Il mantenimento e la valorizzazione dei rapporti familiari rimangono centrali, pur se ridefiniti. La famiglia, cioè, continua a rappresentare la rete capace di «tenere insieme» il presente e il futuro. Ma il termine famiglia perde la sua tradizionale connotazione istituzionale per identificarsi con l’insieme delle relazioni e degli spazi di vicinanza capaci di comunicare protezione e stabilità. Lungo tre direttrici diverse: la famiglia di origine, che continua a rappresentare il «nido», il luogo in cui poter sempre «tornare in caso di necessità»; quella elettiva – l’aspirazione alla vita di coppia e alle genitorialità rimane elevata: 3 giovani su 4 desiderano avere un figlio nei prossimi 10 anni e sono decisamente proiettati all’interno di una vita di coppia stabile; la famiglia allargata, fatta dagli amici di sempre e dagli affetti della quotidianità, su cui si sa di poter contare.
L’ultima dimensione è quella del lavoro che solo per una minoranza (1 intervistato su 5) è determinante per l’identità e la soddisfazione personali. Per la gran parte dei giovani, il lavoro non ha più la centralità che aveva in passato. Ugualmente rilavate è il fatto che, nella scelta di un lavoro, la retribuzione sia solo una degli elementi presi in considerazione: ciò che si ricerca è un ambiente motivante e grado di garantire un buon equilibrio tra vita lavorativa ed extralavorativa, lasciando spazio anche alle proprie passioni personali, a cui anche in età adulta si è difficilmente disposti a rinunciare. A fare la differenza è anche la possibilità di inserirsi in un team che riconosca e apprezzi le capacità personali e che possa perciò lasciare sperare in un percorso di crescita professionale e umano.
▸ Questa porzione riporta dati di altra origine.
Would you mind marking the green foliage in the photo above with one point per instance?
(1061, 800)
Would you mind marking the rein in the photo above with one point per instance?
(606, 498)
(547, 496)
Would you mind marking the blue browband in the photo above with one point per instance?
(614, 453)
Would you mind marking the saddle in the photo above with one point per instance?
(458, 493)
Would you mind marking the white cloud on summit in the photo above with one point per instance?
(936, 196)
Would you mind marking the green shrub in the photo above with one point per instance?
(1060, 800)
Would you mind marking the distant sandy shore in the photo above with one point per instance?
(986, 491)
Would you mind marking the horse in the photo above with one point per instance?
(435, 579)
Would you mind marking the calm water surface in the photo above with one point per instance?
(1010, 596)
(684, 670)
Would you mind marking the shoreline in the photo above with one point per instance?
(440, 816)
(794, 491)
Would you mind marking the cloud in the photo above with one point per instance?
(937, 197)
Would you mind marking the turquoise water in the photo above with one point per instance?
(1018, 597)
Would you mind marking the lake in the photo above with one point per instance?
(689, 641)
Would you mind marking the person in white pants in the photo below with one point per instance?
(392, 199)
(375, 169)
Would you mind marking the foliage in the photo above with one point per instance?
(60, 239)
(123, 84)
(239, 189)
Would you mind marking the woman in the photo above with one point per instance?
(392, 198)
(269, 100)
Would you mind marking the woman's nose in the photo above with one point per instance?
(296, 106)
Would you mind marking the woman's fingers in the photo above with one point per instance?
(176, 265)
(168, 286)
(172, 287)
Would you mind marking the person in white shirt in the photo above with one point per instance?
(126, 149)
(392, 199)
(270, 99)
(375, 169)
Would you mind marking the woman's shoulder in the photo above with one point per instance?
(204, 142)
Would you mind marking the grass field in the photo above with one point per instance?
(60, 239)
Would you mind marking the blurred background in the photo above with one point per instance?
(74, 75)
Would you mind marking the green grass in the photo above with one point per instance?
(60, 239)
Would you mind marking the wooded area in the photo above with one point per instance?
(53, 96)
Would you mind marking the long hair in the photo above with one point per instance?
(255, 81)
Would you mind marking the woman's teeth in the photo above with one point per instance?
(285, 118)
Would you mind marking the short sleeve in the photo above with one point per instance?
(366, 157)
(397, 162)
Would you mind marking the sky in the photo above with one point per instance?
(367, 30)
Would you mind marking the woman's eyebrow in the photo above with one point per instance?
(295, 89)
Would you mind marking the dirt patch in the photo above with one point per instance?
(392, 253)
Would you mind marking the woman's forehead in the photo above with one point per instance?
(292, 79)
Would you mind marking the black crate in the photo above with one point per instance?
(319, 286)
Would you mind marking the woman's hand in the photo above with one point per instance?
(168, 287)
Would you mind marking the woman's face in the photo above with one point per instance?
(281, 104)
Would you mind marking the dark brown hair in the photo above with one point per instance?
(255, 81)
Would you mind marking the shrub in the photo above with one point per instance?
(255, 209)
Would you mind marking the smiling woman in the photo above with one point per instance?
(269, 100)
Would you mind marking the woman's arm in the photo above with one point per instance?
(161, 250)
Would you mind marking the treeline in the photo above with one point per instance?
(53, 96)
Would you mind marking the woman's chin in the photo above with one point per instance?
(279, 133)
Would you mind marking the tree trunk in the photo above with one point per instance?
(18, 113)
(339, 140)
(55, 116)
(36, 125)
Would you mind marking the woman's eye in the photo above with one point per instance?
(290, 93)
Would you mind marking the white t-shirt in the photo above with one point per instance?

In conclusione, le nuove generazioni sono alla ricerca di un equilibrio migliore tra le diverse dimensioni esistenziali, attratte da uno stile di vita capace di garantire stabilità organizzativa ed emotiva. Con il desiderio di «staccarsi» da lavori troppo invasivi, da realtà relazionali considerate «tossiche», da contesti abitativi che impongono stili di vita eccessivamente faticosi o troppo schiacciati sulla dimensioni strumentale. In una parola, i giovani di oggi aspirano a una vita più sostenibile, nel quadro di un cambiamento più generale dei valori di riferimento. Un’aspirazione a cui il mondo adulto non sempre sa dare il giusto peso, ma per la quale molti ragazzi non sembrano neppure disposti a combattere. Col rischio di una banalizzazione delle istanze di cambiamento di cui sono portatori, che finiscono per ridursi alla difesa di quella comfort zone garantita da condizioni di contesto (la famiglia in primis, oltre che le diverse forme di protezione statale dall’altro). Così, la nuova saggezza, che affascina tanti ragazzi, spesso si risolve in un pallido adattamento che, volendo evitare lo stress, il conflitto e l’impegno, tiene molti bloccati in un rassegnato ripiegamento.